You should define the stochastic process clearly:
##X(t)## is a random variable given by the distribution:
##P(X(t) = f_r(t)) = r##
##P(X(t) = f_g(t)) = g##
##P(X(t) = f_b(t) = b##
Since you imply the trajectory of the process has only 3 possibilities, we can think of realizing it as making one random draw to determine the value of ##X(0)##. If the draw selects ##f_r## then ##X(t) = f_r(t) = f_r(s)## etc. In other words we don't make a random draw at ##X(s)## and make a different random draw at ##X(t)##.
( Saying "the process has only 3 possible trajectories" is different that saying "at each time t, we select the value of the process from one of 3 possible functions". )
The autocorrelation function is defined by
##R(s,t) = \frac { E ( (X(s) - \overline{X(s)} )(X(t) - \overline{X(t)} )}{\sigma_s \sigma_t}##
Start by finding the constants ## \overline{X(s)}, \sigma_s, \overline{X(t)}, \sigma_t ##.

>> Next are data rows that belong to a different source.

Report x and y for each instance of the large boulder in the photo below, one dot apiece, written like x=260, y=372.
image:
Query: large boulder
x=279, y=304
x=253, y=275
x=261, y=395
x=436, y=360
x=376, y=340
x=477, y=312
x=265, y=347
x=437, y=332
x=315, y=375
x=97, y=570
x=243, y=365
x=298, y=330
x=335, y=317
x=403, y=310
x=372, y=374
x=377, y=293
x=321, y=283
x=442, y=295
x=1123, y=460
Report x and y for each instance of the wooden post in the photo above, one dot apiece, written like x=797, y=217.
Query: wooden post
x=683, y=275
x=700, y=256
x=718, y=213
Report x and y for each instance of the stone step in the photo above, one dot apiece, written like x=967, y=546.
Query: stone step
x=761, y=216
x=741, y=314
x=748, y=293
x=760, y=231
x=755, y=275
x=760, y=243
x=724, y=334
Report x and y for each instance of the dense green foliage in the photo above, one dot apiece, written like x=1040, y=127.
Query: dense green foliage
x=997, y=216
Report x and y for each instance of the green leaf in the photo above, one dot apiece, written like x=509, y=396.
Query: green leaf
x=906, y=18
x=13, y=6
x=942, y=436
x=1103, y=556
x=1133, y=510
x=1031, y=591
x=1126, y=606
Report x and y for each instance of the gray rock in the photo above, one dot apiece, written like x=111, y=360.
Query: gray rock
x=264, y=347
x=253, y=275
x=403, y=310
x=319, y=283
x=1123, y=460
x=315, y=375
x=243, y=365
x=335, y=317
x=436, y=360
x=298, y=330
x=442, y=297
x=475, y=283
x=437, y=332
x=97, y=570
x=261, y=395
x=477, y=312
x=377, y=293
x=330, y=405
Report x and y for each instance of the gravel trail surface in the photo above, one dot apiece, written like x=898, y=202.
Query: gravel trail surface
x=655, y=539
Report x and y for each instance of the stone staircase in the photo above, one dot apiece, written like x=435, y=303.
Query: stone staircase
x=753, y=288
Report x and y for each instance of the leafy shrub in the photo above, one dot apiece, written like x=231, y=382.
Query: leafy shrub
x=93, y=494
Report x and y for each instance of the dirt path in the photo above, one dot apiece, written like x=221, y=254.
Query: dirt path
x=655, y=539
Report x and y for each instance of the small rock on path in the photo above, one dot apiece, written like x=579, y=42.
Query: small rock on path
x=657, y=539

For example, ##\overline{X(s)} = r f_r(s) + g f_g(s) + b f_b(s)##
##\sigma_s = \sqrt{ E(X(s)^2) - \overline{X(s)}^2}##
## = \sqrt{ r f_r(s)^2 + g f_g(s)^2 + b f_b(s)^2 - (\overline{X(s)})^2 } ##
Once you find those constants, the expectation symbol "##E##" implies you compute the expected value of the function ##g(s,t) = \frac { (X(s) - \overline{X(s)} )(X(t) - \overline{X(t)}}{\sigma_s \sigma_t}##
Since we only make one random draw, the function ##g(r,s)## has 3 possible values
##P ( g(s,t) = \frac{( f_r(s) - \overline{X(s)})(f_r(t) - \overline{X(t)})}{ \sigma_s \sigma_t}) = r##
##P ( g(s,t) = \frac{( f_g(s) - \overline{X(s)})(f_g(t) - \overline{X(t)})}{ \sigma_s \sigma_t}) = g##
##P ( g(s,t) = \frac{( f_b(s) - \overline{X(s)})(f_b(t) - \overline{X(t)})}{ \sigma_s \sigma_t}) = b##
Maybe there is some theorem that can be used to avoid all the algebra. (That's not a hint, because, off hand, I don't remember one.)